Using the $\epsilon,\delta$ definition of uniform continuity, prove that $f(x)=\frac{1}{1+x}$ is uniformly continuous on $(-\infty,-\frac{3}{2})$.
Attempt:
We must show that for any $\epsilon>0$ we can find a $\delta > 0$, such that if $|x-a|<\delta$ and $|\frac{1}{1+x}-\frac{1}{1+a}|<\epsilon$ for all $a \in (-\infty,-\frac{3}{2})$.
$\quad$Scratchwork for $\delta$:.
$\begin{align} \quad \quad \Bigg|\frac{1}{1+x}-\frac{1}{1+a} \Bigg|=\Bigg|\frac{1+a-1\color{blue}{-}x}{(1+x)(1+a)}\Bigg|&=\fbox{|$\frac{1}{(1+x)(1+a)}|$}|x-a|\\&\color{blue}{<}4|x-a|<\epsilon \\ &\Rightarrow|x-a|<\frac{\epsilon}{4} \end{align}$
$\quad \quad $ **In order to bound $\Bigg|\frac{1}{(1+x)(1+a)}\Bigg|$, I used the fact that $x,a<-\frac{3}{2}$.

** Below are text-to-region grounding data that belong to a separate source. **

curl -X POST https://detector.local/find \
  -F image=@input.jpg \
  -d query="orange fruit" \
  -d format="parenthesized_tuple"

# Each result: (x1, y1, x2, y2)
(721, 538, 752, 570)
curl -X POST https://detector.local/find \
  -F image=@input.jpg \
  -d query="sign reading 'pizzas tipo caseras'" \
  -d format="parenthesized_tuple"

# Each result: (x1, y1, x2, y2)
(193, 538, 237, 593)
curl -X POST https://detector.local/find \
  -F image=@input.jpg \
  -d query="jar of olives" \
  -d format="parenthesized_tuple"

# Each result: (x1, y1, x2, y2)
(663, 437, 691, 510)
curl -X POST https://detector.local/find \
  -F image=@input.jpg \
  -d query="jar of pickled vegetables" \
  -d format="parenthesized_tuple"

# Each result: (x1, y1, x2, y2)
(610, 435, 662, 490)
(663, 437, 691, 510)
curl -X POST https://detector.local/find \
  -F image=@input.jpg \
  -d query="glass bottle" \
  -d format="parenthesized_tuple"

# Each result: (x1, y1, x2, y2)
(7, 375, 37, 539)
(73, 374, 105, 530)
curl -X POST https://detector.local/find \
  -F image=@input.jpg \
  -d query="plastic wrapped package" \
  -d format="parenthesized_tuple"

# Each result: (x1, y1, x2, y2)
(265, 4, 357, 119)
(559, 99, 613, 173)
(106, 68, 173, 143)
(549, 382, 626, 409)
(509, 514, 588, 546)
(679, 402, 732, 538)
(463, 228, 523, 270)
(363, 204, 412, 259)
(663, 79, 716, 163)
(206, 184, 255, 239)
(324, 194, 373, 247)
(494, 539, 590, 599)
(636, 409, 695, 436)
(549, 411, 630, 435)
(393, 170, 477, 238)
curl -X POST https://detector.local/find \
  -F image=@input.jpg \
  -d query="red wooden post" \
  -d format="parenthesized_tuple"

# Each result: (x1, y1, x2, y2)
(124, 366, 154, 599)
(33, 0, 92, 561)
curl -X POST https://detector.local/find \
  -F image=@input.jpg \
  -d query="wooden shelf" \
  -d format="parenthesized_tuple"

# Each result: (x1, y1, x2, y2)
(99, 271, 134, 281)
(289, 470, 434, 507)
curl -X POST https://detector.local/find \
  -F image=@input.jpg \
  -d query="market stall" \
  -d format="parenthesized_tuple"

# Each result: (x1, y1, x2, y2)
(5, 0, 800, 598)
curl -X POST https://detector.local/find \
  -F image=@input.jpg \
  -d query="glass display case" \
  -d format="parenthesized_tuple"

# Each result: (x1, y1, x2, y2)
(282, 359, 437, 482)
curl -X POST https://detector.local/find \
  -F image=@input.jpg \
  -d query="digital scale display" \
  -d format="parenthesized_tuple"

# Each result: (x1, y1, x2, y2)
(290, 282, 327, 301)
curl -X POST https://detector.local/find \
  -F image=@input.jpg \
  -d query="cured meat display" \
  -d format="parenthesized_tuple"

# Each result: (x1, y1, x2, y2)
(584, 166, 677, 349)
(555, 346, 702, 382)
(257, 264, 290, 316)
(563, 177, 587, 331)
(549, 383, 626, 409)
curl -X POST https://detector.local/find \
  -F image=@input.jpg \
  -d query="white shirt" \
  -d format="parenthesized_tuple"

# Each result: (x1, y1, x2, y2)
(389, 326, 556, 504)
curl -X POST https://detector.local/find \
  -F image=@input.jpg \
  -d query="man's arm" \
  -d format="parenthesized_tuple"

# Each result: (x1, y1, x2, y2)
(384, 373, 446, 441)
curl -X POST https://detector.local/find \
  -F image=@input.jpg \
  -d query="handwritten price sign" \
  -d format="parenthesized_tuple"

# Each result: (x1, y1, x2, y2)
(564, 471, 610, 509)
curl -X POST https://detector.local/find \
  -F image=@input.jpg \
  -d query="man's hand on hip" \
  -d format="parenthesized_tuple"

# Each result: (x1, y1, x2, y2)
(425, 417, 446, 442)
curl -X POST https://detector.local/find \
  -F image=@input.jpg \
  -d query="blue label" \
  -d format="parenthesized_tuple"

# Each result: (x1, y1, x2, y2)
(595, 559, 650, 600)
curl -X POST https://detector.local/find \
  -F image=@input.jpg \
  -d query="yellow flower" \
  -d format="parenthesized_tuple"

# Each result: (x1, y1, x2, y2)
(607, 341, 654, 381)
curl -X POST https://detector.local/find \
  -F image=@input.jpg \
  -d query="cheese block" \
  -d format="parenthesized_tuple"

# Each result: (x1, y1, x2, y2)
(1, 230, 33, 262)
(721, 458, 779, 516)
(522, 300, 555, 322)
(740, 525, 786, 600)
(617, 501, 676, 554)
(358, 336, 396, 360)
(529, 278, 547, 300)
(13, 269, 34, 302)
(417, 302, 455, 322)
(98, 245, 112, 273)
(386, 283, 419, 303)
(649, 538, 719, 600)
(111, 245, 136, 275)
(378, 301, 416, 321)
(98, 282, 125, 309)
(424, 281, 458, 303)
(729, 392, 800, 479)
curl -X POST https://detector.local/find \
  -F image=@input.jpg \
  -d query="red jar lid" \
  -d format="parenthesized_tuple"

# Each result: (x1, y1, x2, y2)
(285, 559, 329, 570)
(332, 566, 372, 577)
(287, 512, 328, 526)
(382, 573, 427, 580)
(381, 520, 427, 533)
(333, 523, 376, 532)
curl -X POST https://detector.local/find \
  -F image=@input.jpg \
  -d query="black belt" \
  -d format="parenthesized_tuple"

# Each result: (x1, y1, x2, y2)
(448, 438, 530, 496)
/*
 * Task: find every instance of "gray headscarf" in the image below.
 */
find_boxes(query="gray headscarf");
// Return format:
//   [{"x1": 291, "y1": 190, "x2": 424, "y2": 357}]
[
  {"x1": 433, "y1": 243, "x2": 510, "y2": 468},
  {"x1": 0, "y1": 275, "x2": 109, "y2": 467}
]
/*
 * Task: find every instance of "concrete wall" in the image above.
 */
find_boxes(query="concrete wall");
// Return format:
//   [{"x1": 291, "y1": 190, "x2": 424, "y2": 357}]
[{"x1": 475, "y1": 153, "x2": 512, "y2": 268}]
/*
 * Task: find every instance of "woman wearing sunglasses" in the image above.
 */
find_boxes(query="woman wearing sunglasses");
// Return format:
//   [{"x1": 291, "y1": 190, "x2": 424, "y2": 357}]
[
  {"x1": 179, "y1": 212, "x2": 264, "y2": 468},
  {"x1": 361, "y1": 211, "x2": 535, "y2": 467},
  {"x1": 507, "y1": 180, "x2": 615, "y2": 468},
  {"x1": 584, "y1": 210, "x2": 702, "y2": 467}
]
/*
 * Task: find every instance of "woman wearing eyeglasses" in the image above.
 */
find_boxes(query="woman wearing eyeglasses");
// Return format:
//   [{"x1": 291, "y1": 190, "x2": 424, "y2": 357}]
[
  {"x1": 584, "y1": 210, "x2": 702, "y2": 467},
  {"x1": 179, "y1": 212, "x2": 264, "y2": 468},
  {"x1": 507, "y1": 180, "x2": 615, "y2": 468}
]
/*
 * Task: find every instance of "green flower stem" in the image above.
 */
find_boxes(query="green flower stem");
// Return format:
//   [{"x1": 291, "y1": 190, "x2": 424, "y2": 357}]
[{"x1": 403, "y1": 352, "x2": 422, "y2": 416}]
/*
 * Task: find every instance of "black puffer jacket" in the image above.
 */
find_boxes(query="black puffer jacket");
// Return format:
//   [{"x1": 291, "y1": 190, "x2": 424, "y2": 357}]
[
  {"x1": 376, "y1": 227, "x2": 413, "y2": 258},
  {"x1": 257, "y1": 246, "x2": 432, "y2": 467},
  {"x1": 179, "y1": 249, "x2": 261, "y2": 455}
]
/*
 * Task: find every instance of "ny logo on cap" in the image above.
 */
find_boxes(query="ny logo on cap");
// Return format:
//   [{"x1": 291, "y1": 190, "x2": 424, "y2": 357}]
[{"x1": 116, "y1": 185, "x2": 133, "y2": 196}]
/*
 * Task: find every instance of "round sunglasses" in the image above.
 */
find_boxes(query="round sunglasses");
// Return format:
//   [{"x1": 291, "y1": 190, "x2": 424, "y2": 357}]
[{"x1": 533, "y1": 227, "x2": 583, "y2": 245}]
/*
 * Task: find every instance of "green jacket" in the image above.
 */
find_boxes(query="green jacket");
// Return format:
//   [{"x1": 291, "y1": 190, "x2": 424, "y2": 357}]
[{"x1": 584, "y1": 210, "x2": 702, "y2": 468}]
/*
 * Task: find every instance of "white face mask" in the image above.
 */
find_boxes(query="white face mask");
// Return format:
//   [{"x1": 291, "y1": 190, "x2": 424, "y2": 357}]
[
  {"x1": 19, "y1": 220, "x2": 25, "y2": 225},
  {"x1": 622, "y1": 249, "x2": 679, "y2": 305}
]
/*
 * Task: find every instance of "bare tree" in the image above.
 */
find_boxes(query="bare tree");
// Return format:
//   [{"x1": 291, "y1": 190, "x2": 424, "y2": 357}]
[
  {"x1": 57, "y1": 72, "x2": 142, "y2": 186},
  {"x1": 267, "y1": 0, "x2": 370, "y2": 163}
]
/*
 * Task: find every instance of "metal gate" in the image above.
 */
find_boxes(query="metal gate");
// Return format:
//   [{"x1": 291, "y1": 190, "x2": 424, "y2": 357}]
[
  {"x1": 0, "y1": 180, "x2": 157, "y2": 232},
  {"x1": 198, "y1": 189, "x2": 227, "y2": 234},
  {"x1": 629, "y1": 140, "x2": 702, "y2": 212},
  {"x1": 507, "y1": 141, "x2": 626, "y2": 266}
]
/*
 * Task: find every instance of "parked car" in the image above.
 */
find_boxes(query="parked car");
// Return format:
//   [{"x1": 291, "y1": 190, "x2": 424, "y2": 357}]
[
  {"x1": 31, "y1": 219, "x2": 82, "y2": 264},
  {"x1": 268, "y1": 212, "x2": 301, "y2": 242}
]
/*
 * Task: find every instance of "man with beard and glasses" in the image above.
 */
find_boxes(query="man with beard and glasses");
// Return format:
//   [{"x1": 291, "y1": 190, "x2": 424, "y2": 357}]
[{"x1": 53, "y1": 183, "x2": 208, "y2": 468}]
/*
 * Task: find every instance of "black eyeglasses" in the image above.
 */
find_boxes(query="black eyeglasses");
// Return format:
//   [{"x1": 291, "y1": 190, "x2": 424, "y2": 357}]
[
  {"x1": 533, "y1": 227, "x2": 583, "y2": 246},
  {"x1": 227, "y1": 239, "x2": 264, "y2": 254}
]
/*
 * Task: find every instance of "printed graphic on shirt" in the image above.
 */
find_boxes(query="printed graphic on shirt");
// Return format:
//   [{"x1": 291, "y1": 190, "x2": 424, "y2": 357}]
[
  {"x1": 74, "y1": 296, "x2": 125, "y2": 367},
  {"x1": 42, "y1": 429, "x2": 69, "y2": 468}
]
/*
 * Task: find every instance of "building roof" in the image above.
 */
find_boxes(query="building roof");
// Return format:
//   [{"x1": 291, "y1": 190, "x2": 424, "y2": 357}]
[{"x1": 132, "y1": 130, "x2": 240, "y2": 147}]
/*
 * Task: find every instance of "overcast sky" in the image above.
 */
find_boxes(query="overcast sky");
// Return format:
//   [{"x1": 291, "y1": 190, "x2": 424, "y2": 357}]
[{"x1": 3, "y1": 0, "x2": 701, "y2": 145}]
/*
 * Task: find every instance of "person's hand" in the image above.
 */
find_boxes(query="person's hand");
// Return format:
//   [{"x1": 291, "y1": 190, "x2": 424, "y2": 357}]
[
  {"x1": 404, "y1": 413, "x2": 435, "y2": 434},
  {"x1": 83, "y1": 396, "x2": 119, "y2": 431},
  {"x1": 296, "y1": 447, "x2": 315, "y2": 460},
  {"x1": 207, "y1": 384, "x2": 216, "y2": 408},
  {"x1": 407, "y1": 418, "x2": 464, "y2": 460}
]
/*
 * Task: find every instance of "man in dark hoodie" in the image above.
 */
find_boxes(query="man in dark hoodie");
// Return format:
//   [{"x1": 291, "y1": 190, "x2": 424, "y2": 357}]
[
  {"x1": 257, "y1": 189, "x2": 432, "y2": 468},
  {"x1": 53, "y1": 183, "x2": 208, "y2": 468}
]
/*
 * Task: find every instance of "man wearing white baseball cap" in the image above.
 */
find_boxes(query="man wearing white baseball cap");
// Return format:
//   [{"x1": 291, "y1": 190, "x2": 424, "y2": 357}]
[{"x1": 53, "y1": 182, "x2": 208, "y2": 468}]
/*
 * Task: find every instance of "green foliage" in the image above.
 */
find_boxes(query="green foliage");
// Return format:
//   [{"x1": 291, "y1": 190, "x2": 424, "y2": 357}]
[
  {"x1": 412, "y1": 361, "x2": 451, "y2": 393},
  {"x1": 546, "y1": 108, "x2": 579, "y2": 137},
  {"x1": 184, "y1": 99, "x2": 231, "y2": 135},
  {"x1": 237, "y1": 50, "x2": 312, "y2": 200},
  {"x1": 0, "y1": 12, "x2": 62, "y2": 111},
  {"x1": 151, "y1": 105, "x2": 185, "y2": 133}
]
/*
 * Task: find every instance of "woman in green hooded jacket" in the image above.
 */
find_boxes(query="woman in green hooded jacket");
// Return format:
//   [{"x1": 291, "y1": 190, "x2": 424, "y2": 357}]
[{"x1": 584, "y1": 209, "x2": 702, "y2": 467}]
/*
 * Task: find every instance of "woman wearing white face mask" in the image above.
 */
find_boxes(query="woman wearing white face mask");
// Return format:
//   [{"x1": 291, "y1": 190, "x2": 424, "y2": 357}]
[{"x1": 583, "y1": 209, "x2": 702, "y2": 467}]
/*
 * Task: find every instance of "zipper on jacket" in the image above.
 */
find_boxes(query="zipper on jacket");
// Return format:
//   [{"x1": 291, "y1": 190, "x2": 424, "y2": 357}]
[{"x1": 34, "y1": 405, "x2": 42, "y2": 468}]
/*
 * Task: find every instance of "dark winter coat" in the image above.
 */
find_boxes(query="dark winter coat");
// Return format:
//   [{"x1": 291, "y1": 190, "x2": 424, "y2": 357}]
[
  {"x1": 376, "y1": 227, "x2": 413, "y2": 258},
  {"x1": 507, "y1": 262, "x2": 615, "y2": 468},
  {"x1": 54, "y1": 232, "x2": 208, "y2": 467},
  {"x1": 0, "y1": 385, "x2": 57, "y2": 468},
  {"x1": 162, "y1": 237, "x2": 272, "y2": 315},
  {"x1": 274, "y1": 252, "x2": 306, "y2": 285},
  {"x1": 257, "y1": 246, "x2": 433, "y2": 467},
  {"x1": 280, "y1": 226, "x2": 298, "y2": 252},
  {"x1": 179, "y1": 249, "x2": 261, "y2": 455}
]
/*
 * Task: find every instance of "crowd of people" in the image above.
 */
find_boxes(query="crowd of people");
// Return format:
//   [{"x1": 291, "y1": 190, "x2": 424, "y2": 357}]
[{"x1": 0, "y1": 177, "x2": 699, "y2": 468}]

$\quad \quad $Which would result in $\frac{1}{(1+x)(1+a)}<\frac{1}{(1-\frac{3}{2})(1-\frac{3}{2})}=\frac{1}{\frac{1}{4}}=4$.
$\quad$Choose $\delta=\frac{\epsilon}{4}\\$
$\quad$Proof: Let $\epsilon>0$ be given and let $\delta=\frac{\epsilon}{4}$. If $|x-a|<\delta$ we have:
$\begin{align} \quad \quad \Bigg|\frac{1}{1+x}-\frac{1}{1+a}\Bigg|&= \Bigg|\frac{1}{(1+x)(1+a)}\Bigg||x-a|\\&\leq4|x-a|\\ &<4\delta=4\frac{\epsilon}{4}=\epsilon. \end{align}$
$\rule{18cm}{.03cm}$
Is it okay to use the fact that that $x,a<-\frac{3}{2}$, in order to place bounds on the function in order to reach a $\delta$? I am not sure if this technique holds for intervals involving infinity.
Since $x$ and $a$ are both assumed to satisfy the inequalities $x,a < -\frac{3}{2}$ then sure, you may use those inequalities in your proof.
The proof looks fine. Your scratchwork has a mistaken inequality and a mistaken implication sign, although that seems not to have affected the proof.